Parole cariche di entusiasmo quelle espresse ieri dal presidente degli USA Joe Biden, all’indomani della prima immagine dallo spazio fornita dal James Webb Space Telescope (JWST). “E’ un momento storico per la scienza e la tecnologia, per l’astronomia e l’esplorazione spaziale. Ma anche per l’America e tutta l’umanità”. Un gruppo di galassie lontanissime, brillanti e affascinanti, raccontano una nuova pagina dell’esplorazione spaziale, mondi mai osservati, i primi a essersi formati subito dopo l’esplosione del Big Bang. Con Joe Biden ci sono Kamala Harris, vicepresidente degli Stati Uniti d’America e il capo della Nasa, Bill Nelson, che aggiunge: “Saremo finalmente in grado di rispondere a domande che ancora non sappiamo formulare”. Non un gioco di parole, ma la consapevolezza che il telescopio James Webb è un miracolo dell’ingegneria, capace di indagare angoli dell’universo fino a oggi imperscrutabili. Per risalire alla vera natura dei buchi neri, ai processi che portano alla formazione dei pianeti, alle caratteristiche delle galassie nate più di tredici miliardi di anni fa. La nitidezza dei particolari, colori e profili degli ammassi stellari, che con gli altri strumenti a nostra disposizione non siamo ancora riusciti a decifrare.

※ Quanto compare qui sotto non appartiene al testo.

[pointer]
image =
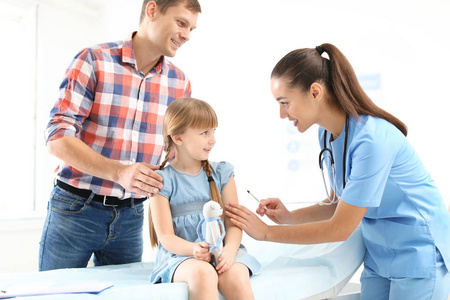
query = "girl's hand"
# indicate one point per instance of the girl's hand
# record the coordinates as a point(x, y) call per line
point(226, 260)
point(244, 219)
point(276, 211)
point(201, 252)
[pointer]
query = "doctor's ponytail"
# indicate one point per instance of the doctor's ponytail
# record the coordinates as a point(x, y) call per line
point(302, 67)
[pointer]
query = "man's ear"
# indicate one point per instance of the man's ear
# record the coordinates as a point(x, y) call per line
point(177, 139)
point(150, 10)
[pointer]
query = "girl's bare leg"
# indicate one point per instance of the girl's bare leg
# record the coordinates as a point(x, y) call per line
point(201, 278)
point(235, 283)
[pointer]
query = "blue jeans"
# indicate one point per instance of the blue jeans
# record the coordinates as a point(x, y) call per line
point(76, 228)
point(375, 287)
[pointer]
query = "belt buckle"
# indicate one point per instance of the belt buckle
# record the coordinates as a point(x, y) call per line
point(110, 205)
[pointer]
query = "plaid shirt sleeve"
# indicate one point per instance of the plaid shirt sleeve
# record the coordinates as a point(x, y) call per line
point(76, 98)
point(115, 109)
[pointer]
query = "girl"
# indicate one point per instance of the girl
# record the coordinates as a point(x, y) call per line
point(378, 181)
point(189, 182)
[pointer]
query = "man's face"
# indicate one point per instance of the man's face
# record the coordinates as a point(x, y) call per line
point(169, 31)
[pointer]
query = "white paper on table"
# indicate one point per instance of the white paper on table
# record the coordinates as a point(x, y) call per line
point(48, 288)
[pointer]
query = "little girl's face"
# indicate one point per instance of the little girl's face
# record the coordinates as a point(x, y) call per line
point(198, 143)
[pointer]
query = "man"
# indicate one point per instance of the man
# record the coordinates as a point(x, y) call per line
point(106, 127)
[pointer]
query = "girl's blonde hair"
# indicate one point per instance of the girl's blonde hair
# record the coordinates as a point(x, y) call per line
point(182, 114)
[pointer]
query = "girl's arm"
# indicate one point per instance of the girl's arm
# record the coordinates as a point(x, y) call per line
point(275, 210)
point(233, 234)
point(338, 228)
point(162, 221)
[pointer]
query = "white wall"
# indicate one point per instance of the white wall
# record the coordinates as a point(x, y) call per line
point(229, 60)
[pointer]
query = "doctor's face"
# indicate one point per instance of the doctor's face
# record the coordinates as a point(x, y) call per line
point(296, 105)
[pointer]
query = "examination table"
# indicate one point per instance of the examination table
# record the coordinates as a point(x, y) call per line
point(288, 272)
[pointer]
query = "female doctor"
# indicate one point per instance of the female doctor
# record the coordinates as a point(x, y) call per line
point(376, 178)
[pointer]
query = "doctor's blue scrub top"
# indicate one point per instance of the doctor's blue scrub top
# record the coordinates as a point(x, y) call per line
point(406, 218)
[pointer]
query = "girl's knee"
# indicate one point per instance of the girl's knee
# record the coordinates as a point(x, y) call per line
point(237, 277)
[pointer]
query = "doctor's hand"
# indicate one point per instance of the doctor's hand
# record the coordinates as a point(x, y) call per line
point(246, 220)
point(275, 210)
point(201, 252)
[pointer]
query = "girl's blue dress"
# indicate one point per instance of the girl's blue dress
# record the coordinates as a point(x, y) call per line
point(187, 194)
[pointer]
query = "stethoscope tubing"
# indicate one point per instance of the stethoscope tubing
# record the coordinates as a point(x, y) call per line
point(344, 156)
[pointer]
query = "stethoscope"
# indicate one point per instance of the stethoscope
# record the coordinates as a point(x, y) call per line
point(321, 159)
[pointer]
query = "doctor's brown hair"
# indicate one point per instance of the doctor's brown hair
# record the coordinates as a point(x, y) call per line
point(302, 67)
point(182, 114)
point(163, 5)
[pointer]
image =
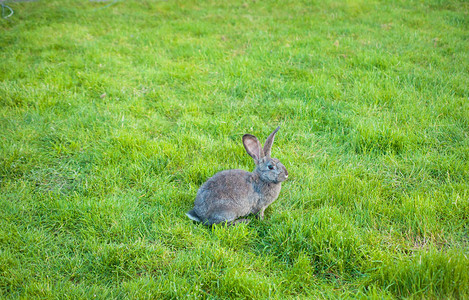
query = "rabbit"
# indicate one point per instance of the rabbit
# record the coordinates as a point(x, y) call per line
point(231, 194)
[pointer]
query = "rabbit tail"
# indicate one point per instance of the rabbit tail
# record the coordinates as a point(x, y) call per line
point(193, 216)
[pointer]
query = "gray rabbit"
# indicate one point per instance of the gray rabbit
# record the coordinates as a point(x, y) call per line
point(231, 194)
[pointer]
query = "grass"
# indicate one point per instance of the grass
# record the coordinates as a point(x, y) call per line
point(111, 117)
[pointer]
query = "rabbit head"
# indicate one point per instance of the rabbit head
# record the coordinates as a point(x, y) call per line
point(269, 169)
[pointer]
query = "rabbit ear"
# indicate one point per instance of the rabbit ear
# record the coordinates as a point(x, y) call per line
point(269, 142)
point(253, 147)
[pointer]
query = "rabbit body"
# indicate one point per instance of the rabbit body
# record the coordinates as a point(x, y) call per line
point(231, 194)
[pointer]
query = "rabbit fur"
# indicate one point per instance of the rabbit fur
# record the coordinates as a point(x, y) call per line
point(231, 194)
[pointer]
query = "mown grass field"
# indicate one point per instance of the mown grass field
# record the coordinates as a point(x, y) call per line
point(113, 114)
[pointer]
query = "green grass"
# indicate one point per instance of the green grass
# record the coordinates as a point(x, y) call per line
point(112, 117)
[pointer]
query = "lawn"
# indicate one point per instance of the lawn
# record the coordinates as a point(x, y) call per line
point(112, 114)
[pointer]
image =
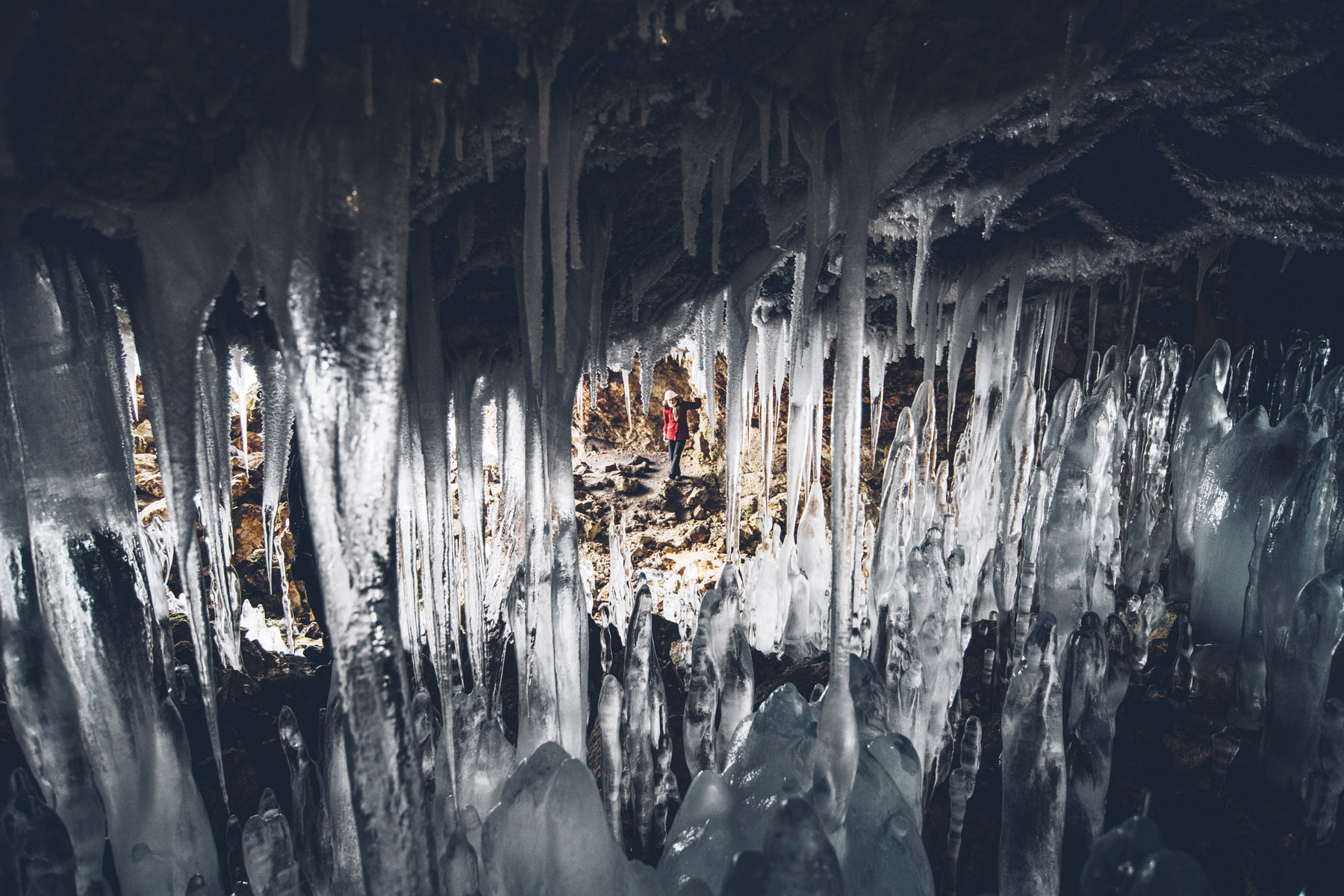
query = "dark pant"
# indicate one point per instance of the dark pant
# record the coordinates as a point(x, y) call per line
point(675, 448)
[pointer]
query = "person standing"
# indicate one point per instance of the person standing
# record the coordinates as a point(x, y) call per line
point(675, 429)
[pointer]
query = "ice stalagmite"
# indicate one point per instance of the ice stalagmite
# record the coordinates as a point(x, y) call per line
point(343, 337)
point(87, 576)
point(187, 249)
point(277, 433)
point(1297, 655)
point(1077, 528)
point(961, 786)
point(643, 723)
point(865, 122)
point(1034, 770)
point(609, 711)
point(549, 836)
point(468, 422)
point(428, 378)
point(1201, 423)
point(1095, 679)
point(309, 820)
point(1251, 461)
point(35, 840)
point(268, 849)
point(214, 503)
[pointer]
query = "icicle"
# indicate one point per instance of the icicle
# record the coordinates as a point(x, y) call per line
point(647, 366)
point(1204, 260)
point(558, 181)
point(347, 396)
point(534, 300)
point(877, 385)
point(425, 373)
point(488, 146)
point(297, 34)
point(1093, 300)
point(81, 523)
point(367, 67)
point(625, 388)
point(764, 99)
point(438, 100)
point(722, 186)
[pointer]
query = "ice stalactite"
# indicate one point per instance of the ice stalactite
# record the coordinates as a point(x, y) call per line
point(96, 605)
point(352, 316)
point(214, 501)
point(40, 691)
point(468, 425)
point(1080, 528)
point(277, 432)
point(430, 405)
point(1095, 677)
point(269, 850)
point(184, 265)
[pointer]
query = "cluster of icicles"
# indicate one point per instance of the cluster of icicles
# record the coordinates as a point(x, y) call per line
point(1054, 512)
point(1051, 512)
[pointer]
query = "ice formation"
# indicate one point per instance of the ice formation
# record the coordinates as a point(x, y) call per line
point(1050, 514)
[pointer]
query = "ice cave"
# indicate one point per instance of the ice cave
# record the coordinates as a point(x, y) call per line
point(675, 448)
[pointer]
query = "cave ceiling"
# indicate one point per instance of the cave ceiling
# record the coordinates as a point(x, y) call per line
point(1081, 137)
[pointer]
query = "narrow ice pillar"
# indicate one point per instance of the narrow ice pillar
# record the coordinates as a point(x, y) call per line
point(344, 332)
point(87, 579)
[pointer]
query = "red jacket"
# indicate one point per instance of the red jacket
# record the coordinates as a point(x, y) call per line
point(673, 420)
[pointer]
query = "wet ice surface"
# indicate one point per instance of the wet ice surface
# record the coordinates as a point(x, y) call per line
point(826, 794)
point(1051, 511)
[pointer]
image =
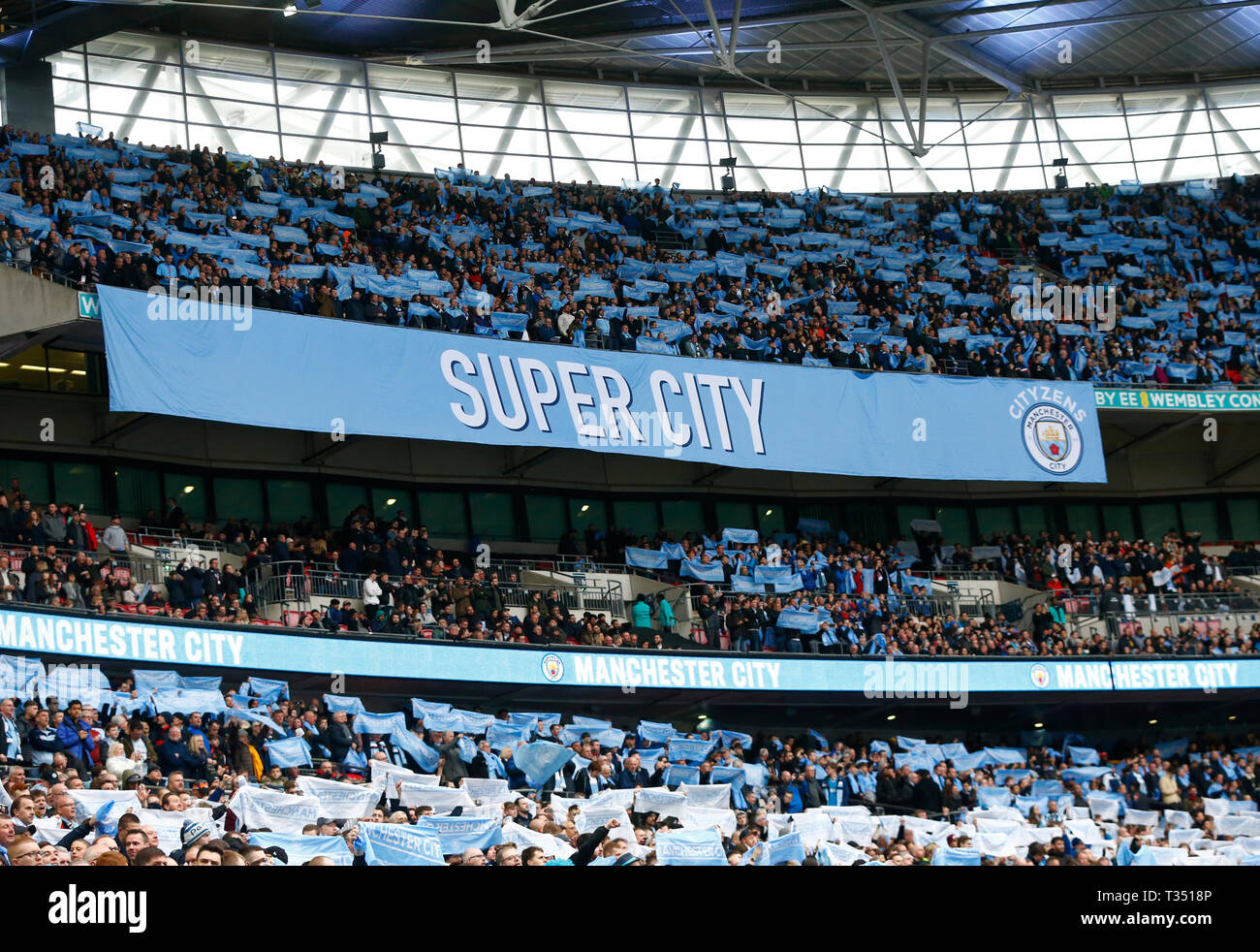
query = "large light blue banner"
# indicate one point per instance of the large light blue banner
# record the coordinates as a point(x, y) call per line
point(125, 638)
point(488, 391)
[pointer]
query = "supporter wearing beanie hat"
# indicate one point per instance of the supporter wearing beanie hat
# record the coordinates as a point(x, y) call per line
point(193, 833)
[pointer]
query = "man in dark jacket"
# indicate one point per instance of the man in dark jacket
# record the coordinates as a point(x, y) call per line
point(631, 775)
point(173, 754)
point(339, 739)
point(929, 792)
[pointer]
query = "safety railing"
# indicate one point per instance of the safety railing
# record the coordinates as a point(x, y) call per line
point(1159, 603)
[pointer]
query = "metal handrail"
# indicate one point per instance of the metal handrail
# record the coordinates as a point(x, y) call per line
point(295, 582)
point(1166, 603)
point(596, 340)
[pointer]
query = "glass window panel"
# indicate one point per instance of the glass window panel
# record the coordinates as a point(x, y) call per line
point(986, 133)
point(994, 519)
point(1244, 519)
point(399, 104)
point(331, 125)
point(1002, 155)
point(649, 100)
point(1182, 146)
point(663, 150)
point(484, 139)
point(609, 173)
point(1119, 519)
point(1242, 163)
point(64, 121)
point(988, 179)
point(908, 179)
point(861, 129)
point(188, 492)
point(1108, 151)
point(341, 499)
point(559, 93)
point(1087, 106)
point(635, 516)
point(389, 501)
point(428, 135)
point(238, 141)
point(152, 105)
point(991, 111)
point(689, 176)
point(137, 46)
point(503, 164)
point(520, 168)
point(289, 499)
point(1078, 130)
point(775, 179)
point(1034, 520)
point(142, 130)
point(395, 77)
point(444, 515)
point(1242, 117)
point(234, 115)
point(1175, 124)
point(583, 514)
point(667, 126)
point(681, 516)
point(565, 120)
point(1197, 516)
point(590, 146)
point(1179, 171)
point(1103, 172)
point(139, 491)
point(68, 66)
point(833, 156)
point(1158, 519)
point(1138, 104)
point(332, 151)
point(137, 76)
point(761, 155)
point(236, 498)
point(503, 88)
point(516, 115)
point(235, 59)
point(761, 130)
point(547, 519)
point(318, 70)
point(251, 88)
point(849, 179)
point(315, 96)
point(492, 516)
point(735, 104)
point(732, 515)
point(401, 156)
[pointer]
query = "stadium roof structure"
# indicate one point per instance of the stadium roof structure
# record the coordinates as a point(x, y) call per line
point(1024, 47)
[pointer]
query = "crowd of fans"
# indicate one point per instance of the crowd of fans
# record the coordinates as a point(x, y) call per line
point(386, 577)
point(173, 787)
point(809, 277)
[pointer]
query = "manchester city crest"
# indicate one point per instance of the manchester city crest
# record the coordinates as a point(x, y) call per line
point(1053, 437)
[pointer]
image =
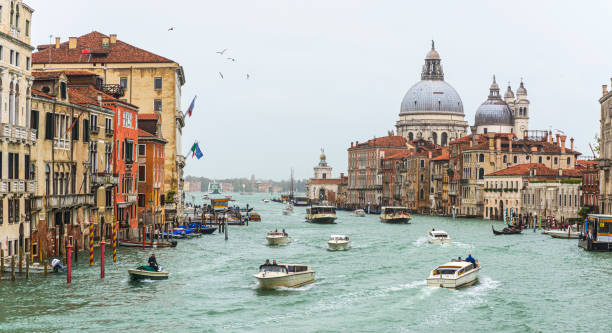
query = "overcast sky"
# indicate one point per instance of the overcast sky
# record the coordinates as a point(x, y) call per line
point(325, 73)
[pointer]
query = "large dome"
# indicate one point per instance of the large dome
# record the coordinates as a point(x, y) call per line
point(494, 111)
point(432, 96)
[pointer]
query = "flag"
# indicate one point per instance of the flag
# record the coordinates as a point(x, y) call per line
point(191, 106)
point(195, 149)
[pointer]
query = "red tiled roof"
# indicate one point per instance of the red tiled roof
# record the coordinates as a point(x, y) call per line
point(540, 170)
point(118, 52)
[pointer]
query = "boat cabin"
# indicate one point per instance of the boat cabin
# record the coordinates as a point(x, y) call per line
point(597, 233)
point(321, 210)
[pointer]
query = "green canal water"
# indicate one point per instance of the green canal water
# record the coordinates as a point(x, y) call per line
point(529, 283)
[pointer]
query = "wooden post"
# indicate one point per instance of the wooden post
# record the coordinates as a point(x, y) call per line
point(13, 267)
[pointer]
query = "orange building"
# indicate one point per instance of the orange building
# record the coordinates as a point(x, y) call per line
point(150, 170)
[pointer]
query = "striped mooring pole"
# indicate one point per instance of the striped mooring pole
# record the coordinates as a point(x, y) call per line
point(91, 243)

Il telescopio James Webb è all’inizio
del suo lavoro, e nel corso dei prossimi mesi e anni potrà rivoluzionare le
conoscenze astronomiche. Perché caratterizzato da congegni mai sperimentati (o
sperimentati solo in parte) dall’uomo. Innanzitutto la lettura del cosmo a raggi
infrarossi, che bypassano il pulviscolo, rendendo chiare fotografie che oggi
direbbero poco o nulla. Per fare un parallelismo, il telescopio Hubble, gigante
dei cieli che scruta l’universo da trent’anni, punta soprattutto sulla
radiazione visibile e ultravioletta, con lunghezze d’onda sempre più vicine allo
spettro dei raggi x. Questione anche di specchi, qui ce n’è uno, quello
primario, che misura 6,5 metri (contro i 2,4 metri dell’Hubble); e di
materiali. Il James Webb Telescope pesa molto meno dell’Hubble, il vetro, di
fatto, è stato sostituito da componenti modernissimi a base di berillio
ultraleggero. L’avveniristico telescopio, frutto della cooperazione fra NASA ed
ESA, si trova ora in corrispondenza di un’area astronomica strategica: il punto
di Lagrange L2. Dove l’azione gravitazionale di due corpi (in questo caso Sole
e Terra), consentono a un terzo più piccolo di mantenersi stabile lungo un’orbita,
evitando dispendi energetici. Quel che accade a vari satelliti lanciati negli
ultimi anni, come la sonda Gaia, che mira a ricostruire con precisione
certosina le caratteristiche degli astri a noi più vicini.
Lanciato il giorno di Natale del
2021, a bordo del razzo Ariane-5, il JWST resiste alle bizzarrie solari, grazie
alla presenza di un grande scudo termico. Entrato in azione qualche giorno dopo
il lancio dalla base dal Centre Spatial Guyanais a Kourou, nella Guyana
Francese, è rappresentato da fogli di metallo riflettente, 21 metri di
lunghezza per 14 di larghezza (praticamente un campo da tennis). “Un’incredibile
prova dell’ingegnosità e delle capacità ingegneristiche dell’uomo, che
permetteranno al Webb di centrare i suoi obiettivi scientifici”, dice Thomas
Zurbuchen, amministratore associato del direttorato della NASA per le missioni
scientifiche. Il futuro, infine, anche aspetti meno romantici delle galassie
primordiali o della fame dei buchi neri, ma verosimilmente più importanti dal
punto di vista scientifico. Riferimento alle caratteristiche atmosferiche dei
pianeti extrasolari. Oggi ne conosciamo più di 4mila, ma è molto difficile dire
di cosa siano fatti. Il JWST potrà aiutarci in questo senso, anche se la
scoperta della vita al di là del sistema solare rimane un’utopia. “Ci
riusciranno forse i telescopi del futuro”, dice Thomas Beatty, dell’Università
dell’Arizona. “Di certo il James Webb limiterà il campo di azione, indicando i
pianeti con maggiori probabilità di presentare tracce biologiche”.